Danijel Subasic, o experiente guarda-redes que surgia no Campeonato do Mundo da Rússia como um dos possíveis elos fracos de uma Croácia que tem uma constelação de estrelas do meio-campo para a frente, está no centro de mais um desses factos recordados antes dos jogos, neste caso uma final da maior prova de seleções: nas últimas edições da competição, o guardião do conjunto derrotado ou era ou passou pelo Mónaco agora comandado por Leonardo Jardim. Foi assim com Barthez, que perdeu pela França a final diante da Itália em 2006 (esteve no clube entre 1995 e 2000); foi assim com Stekelenburg, derrotado ao serviço da Holanda pela Espanha em 2010 (e que passaria pelo conjunto em 2014/15); foi assim com Sergio Romero, argentino que caiu perante a Alemanha no prolongamento em 2014 num ano em que esteve cedido pela Sampdória aos monegascos. Agora, no outro lado da “magia” dos números, não haverá três sem quatro ou à quarta será de vez?

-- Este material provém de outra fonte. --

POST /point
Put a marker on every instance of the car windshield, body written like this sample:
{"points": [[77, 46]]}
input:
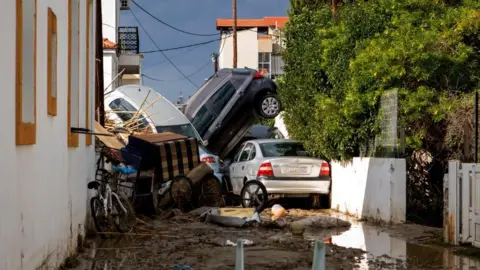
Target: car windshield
{"points": [[282, 149], [185, 130], [127, 111]]}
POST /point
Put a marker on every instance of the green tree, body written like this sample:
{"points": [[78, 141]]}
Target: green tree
{"points": [[296, 6], [336, 72]]}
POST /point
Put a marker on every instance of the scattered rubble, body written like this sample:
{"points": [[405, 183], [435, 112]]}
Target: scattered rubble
{"points": [[317, 222]]}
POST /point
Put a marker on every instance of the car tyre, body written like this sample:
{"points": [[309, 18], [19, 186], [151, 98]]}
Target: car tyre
{"points": [[259, 200], [269, 106]]}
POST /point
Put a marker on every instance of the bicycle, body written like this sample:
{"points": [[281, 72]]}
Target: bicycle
{"points": [[107, 205]]}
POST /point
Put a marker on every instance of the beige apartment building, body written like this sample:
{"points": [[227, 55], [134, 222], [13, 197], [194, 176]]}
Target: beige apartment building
{"points": [[259, 44]]}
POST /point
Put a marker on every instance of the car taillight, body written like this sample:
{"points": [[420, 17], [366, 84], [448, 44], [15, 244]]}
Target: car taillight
{"points": [[208, 159], [265, 169], [325, 169], [258, 75]]}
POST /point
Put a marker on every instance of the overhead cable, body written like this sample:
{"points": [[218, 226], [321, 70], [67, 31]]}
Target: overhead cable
{"points": [[171, 26], [166, 57]]}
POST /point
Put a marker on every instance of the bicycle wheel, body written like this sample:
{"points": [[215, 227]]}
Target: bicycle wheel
{"points": [[125, 222], [99, 215]]}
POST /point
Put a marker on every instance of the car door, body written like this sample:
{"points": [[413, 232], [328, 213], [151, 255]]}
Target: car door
{"points": [[234, 175], [250, 171], [240, 168]]}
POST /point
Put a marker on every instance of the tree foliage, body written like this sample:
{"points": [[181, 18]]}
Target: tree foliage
{"points": [[296, 6], [337, 70]]}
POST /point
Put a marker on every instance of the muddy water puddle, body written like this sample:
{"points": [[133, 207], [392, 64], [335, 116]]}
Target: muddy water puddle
{"points": [[202, 246], [394, 252]]}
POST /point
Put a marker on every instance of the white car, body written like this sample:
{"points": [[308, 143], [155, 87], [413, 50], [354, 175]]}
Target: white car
{"points": [[284, 169]]}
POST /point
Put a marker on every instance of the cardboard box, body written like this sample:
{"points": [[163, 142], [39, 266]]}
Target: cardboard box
{"points": [[169, 154]]}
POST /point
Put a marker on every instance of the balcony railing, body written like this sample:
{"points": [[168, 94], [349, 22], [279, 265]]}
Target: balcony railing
{"points": [[129, 43]]}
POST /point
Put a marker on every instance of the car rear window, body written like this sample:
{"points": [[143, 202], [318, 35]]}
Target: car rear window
{"points": [[282, 149], [222, 96], [203, 120]]}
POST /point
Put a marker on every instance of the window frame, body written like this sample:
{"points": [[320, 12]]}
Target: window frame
{"points": [[125, 103], [25, 133], [52, 56], [262, 62], [253, 153], [72, 138]]}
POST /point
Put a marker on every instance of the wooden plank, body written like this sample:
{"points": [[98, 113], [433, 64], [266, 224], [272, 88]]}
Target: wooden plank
{"points": [[112, 142]]}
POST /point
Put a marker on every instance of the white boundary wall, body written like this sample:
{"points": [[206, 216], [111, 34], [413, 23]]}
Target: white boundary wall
{"points": [[370, 188], [461, 213]]}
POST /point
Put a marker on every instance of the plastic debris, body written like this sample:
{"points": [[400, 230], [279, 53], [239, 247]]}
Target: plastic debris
{"points": [[182, 267], [164, 188], [278, 212], [244, 241]]}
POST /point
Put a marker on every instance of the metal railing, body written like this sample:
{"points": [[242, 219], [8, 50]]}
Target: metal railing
{"points": [[128, 40]]}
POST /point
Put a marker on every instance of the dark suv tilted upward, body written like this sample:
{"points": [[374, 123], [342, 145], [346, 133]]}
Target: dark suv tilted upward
{"points": [[227, 105]]}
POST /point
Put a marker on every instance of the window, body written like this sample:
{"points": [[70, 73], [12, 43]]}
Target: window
{"points": [[89, 11], [284, 149], [237, 153], [126, 111], [253, 153], [25, 88], [202, 120], [264, 63], [246, 152], [73, 70], [52, 64], [277, 66], [221, 97]]}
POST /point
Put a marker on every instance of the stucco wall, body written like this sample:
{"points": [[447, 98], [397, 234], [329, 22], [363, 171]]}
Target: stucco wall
{"points": [[247, 50], [281, 125], [111, 19], [43, 197], [370, 188]]}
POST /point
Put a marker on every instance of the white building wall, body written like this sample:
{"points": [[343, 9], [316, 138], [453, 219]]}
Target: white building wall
{"points": [[110, 19], [43, 197], [247, 50], [372, 188], [110, 70]]}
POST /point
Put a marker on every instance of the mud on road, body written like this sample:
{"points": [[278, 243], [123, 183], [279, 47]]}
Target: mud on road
{"points": [[163, 243]]}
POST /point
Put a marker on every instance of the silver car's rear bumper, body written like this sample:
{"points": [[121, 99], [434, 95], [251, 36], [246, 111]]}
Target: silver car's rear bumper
{"points": [[295, 186]]}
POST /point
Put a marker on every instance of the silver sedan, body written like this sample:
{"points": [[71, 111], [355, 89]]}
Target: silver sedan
{"points": [[282, 166]]}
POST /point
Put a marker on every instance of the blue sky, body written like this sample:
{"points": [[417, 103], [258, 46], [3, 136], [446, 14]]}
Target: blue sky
{"points": [[197, 16]]}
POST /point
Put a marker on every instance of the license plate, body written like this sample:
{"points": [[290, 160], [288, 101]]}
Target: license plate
{"points": [[296, 170]]}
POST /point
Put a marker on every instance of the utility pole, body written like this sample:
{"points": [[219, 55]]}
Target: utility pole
{"points": [[215, 62], [234, 9]]}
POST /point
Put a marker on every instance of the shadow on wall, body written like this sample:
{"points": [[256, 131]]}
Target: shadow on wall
{"points": [[370, 188]]}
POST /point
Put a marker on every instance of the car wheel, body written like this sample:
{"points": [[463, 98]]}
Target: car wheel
{"points": [[254, 194], [269, 106]]}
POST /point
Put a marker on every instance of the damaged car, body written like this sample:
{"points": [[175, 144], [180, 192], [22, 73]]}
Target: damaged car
{"points": [[228, 104]]}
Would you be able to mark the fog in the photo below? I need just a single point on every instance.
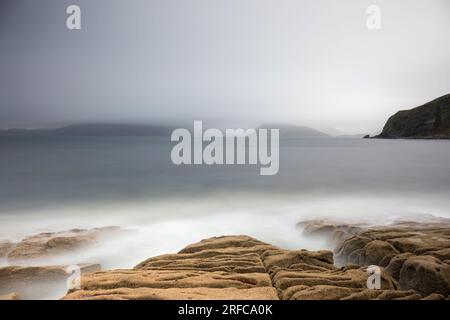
(230, 62)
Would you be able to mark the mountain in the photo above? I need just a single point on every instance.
(92, 130)
(429, 121)
(287, 130)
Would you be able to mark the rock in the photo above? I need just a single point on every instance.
(10, 296)
(50, 244)
(33, 282)
(434, 296)
(426, 275)
(431, 120)
(234, 267)
(415, 253)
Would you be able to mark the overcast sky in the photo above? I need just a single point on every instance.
(227, 62)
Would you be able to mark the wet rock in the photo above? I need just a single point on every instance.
(415, 253)
(50, 244)
(33, 282)
(5, 248)
(426, 275)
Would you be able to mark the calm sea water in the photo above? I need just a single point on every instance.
(49, 184)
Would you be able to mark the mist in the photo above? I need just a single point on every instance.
(231, 63)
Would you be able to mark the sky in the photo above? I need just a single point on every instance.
(229, 63)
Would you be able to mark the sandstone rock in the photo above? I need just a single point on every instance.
(10, 296)
(46, 245)
(5, 247)
(426, 275)
(431, 120)
(216, 268)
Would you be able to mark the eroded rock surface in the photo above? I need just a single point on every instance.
(37, 282)
(50, 244)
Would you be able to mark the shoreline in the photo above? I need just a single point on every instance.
(413, 257)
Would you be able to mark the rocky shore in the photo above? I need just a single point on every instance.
(429, 121)
(413, 259)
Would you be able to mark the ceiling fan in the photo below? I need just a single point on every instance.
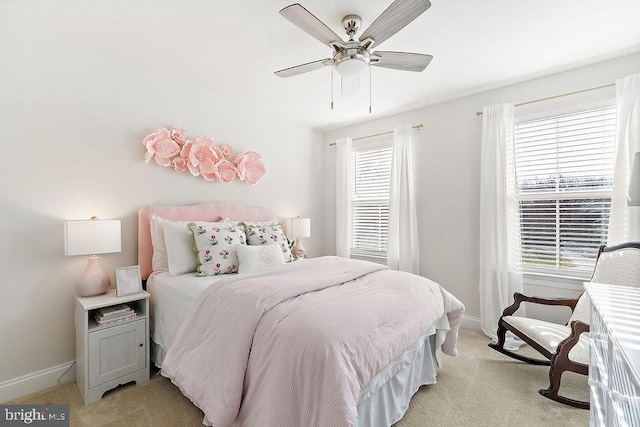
(351, 58)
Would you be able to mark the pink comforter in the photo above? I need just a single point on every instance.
(294, 348)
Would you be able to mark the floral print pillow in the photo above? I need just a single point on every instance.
(265, 233)
(216, 248)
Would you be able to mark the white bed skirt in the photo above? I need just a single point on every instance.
(385, 399)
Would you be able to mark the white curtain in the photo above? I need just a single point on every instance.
(402, 242)
(500, 265)
(623, 222)
(344, 178)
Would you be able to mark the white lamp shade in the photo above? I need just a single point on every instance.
(633, 196)
(91, 236)
(351, 67)
(299, 227)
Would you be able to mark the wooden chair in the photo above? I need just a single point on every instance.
(566, 347)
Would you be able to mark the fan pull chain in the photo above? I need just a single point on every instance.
(369, 89)
(332, 87)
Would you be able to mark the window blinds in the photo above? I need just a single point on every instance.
(370, 200)
(564, 176)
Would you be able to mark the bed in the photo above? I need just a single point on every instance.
(325, 341)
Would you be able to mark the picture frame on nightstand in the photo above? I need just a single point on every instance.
(128, 280)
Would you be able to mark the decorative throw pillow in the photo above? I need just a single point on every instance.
(216, 246)
(255, 258)
(178, 240)
(264, 233)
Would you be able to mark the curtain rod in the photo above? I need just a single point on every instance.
(479, 113)
(416, 127)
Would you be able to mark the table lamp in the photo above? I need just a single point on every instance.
(297, 228)
(92, 237)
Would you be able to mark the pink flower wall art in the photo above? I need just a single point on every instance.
(202, 157)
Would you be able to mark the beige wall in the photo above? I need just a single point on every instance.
(73, 114)
(447, 164)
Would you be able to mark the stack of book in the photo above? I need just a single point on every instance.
(113, 314)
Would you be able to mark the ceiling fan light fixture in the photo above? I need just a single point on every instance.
(351, 67)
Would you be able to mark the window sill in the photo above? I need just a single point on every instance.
(373, 258)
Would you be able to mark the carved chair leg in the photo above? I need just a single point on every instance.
(502, 333)
(559, 364)
(499, 346)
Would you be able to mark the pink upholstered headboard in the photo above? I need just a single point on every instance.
(201, 212)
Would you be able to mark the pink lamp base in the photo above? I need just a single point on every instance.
(94, 280)
(298, 251)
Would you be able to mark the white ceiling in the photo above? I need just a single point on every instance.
(233, 47)
(476, 45)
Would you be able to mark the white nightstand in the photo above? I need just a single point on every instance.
(110, 355)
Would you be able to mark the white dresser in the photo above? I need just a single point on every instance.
(614, 367)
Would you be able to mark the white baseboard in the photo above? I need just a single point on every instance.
(470, 322)
(36, 381)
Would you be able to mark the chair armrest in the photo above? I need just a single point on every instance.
(520, 298)
(565, 346)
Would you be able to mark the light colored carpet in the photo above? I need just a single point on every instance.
(479, 388)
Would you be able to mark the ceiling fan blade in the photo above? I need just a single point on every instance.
(308, 23)
(349, 86)
(404, 61)
(398, 15)
(304, 68)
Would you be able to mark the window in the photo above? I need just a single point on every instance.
(564, 178)
(370, 200)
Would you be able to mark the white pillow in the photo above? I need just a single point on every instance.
(159, 261)
(180, 247)
(216, 246)
(255, 258)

A base da solidez defensiva croata: o guarda-redes Subasic e os centrais Vida e Lovren (JOHANNES EISELE/AFP/Getty Images)

Qualquer que seja a resposta no final do encontro, confiança parece não faltar ao guarda-redes de 33 anos do Mónaco desde 2012, que teve apenas mais dois clubes na carreira (Zadar e Hajduk Split). E depois de uma primeira fase em que revelou sempre segurança nos triunfos da formação de Dalic diante de Nigéria, Argentina e Islândia, Subasic foi o herói na passagem aos quartos ao travar três grandes penalidades da Dinamarca – repetindo o feito do português Ricardo, em 2006, com a Inglaterra – e voltou a ter um papel determinante no desempate com a Rússia, num encontro onde se lesionou no final do tempo regulamentar mas aguentou por não haver mais alterações possíveis. Depois da Inglaterra, segue-se a França.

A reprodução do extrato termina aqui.